From mboxrd@z Thu Jan  1 00:00:00 1970
From: Jay Vosburgh <fubar@us.ibm.com>
Subject: Re: [RFC] bonding: fix workqueue re-arming races
Date: Wed, 01 Sep 2010 12:46:30 -0700
Message-ID: <10270.1283370390@death>
References: <20136.1283288063@death> <20100901122356.GB9468@ff.dom.local> <20100901133056.GB12447@midget.suse.cz> <20100901151856.GB3091@del.dom.local> <20100901153730.GC3091@del.dom.local> <20100901190037.GA3030@del.dom.local> <20100901191106.GB25227@midget.suse.cz> <20100901192026.GA3151@del.dom.local>
Cc: Jiri Bohac <jbohac@suse.cz>, bonding-devel@lists.sourceforge.net,
	markine@google.com, chavey@google.com, netdev@vger.kernel.org
To: Jarek Poplawski <jarkao2@gmail.com>
Return-path: <netdev-owner@vger.kernel.org>
Received: from e2.ny.us.ibm.com ([32.97.182.142]:38351 "EHLO e2.ny.us.ibm.com"
	rhost-flags-OK-OK-OK-OK) by vger.kernel.org with ESMTP
	id S1753319Ab0IATqi (ORCPT <rfc822;netdev@vger.kernel.org>);
	Wed, 1 Sep 2010 15:46:38 -0400
Received: from d01relay01.pok.ibm.com (d01relay01.pok.ibm.com [9.56.227.233])
	by e2.ny.us.ibm.com (8.14.4/8.13.1) with ESMTP id o81JW9GS010182
	for <netdev@vger.kernel.org>; Wed, 1 Sep 2010 15:32:09 -0400
Received: from d01av02.pok.ibm.com (d01av02.pok.ibm.com [9.56.224.216])
	by d01relay01.pok.ibm.com (8.13.8/8.13.8/NCO v10.0) with ESMTP id o81JkbTU217036
	for <netdev@vger.kernel.org>; Wed, 1 Sep 2010 15:46:37 -0400
Received: from d01av02.pok.ibm.com (loopback [127.0.0.1])
	by d01av02.pok.ibm.com (8.14.4/8.13.1/NCO v10.0 AVout) with ESMTP id o81JkZ9V025662
	for <netdev@vger.kernel.org>; Wed, 1 Sep 2010 16:46:37 -0300
In-reply-to: <20100901192026.GA3151@del.dom.local>
Sender: netdev-owner@vger.kernel.org
List-ID: <netdev.vger.kernel.org>

Jarek Poplawski <jarkao2@gmail.com> wrote:

>On Wed, Sep 01, 2010 at 09:11:06PM +0200, Jiri Bohac wrote:
>> On Wed, Sep 01, 2010 at 09:00:37PM +0200, Jarek Poplawski wrote:
>> > On Wed, Sep 01, 2010 at 05:37:30PM +0200, Jarek Poplawski wrote:
>> > > On Wed, Sep 01, 2010 at 05:18:56PM +0200, Jarek Poplawski wrote:
>> > > > On Wed, Sep 01, 2010 at 03:30:56PM +0200, Jiri Bohac wrote:
>> > > > > On Wed, Sep 01, 2010 at 12:23:56PM +0000, Jarek Poplawski wrote:
>> > > > > > On 2010-08-31 22:54, Jay Vosburgh wrote:
>> > > > > > > 	What prevents this from deadlocking such that cpu A is in
>> > > > > > > bond_close, holding RTNL and in cancel_delayed_work_sync, while cpu B is
>> > > > > > > in the above function, trying to acquire RTNL?
>> > > > > > 
>> > > > > > I guess this one isn't cancelled in bond_close, so it should be safe.
>> > > > > 
>> > > > > Nah, Jay was correct.
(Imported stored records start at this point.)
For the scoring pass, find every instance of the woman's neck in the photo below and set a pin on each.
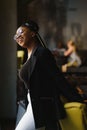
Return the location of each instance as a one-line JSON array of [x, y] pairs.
[[30, 49]]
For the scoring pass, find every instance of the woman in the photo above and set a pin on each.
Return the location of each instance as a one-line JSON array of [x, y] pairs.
[[73, 57], [43, 82]]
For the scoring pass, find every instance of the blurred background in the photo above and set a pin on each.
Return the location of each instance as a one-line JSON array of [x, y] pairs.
[[59, 20]]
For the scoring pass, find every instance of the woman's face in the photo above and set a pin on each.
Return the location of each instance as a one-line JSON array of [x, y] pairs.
[[24, 36]]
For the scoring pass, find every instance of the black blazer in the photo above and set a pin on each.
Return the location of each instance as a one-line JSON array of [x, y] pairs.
[[46, 83]]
Although this work item is not explicitly
>> > > > > cancelled with cancel_delayed_work_sync(), it is on the same
>> > > > > workqueue as work items that are being cancelled with
>> > > > > cancel_delayed_work_sync(), so this can still cause a deadlock.
>> > > > > Fixed in the new version of the patch by putting these on a
>> > > > > separate workqueue.
>> > > > > 
>> > > > 
>> > > > Maybe I miss something, but the same workqueue shouldn't matter here.
>> > > 
>> > > Hmm... I missed your point completely and Jay was correct!
>> > 
>> > Hmm#2... Alas, after getting back my sobriety, I've to say that Jay
>> > was wrong: the same workqueue shouldn't matter here. Similar things
>> > are done by other network code with the kernel-global workqueue, eg.
>> > in tg3_close(), rhine_close() etc. 
>> 
>> But these don't do rtnl_lock() inside the work item, do they?
>
>Exactly. Just like work items cancelled from bond_work_cancel_all()
>after your patch.

	I see what Jarek is getting at here: the mii_commit, etc, work
items new to the patch aren't cancelled by bond_close, so bond_close (in
cancel_delayed_work_sync) shouldn't care if they're executing or not.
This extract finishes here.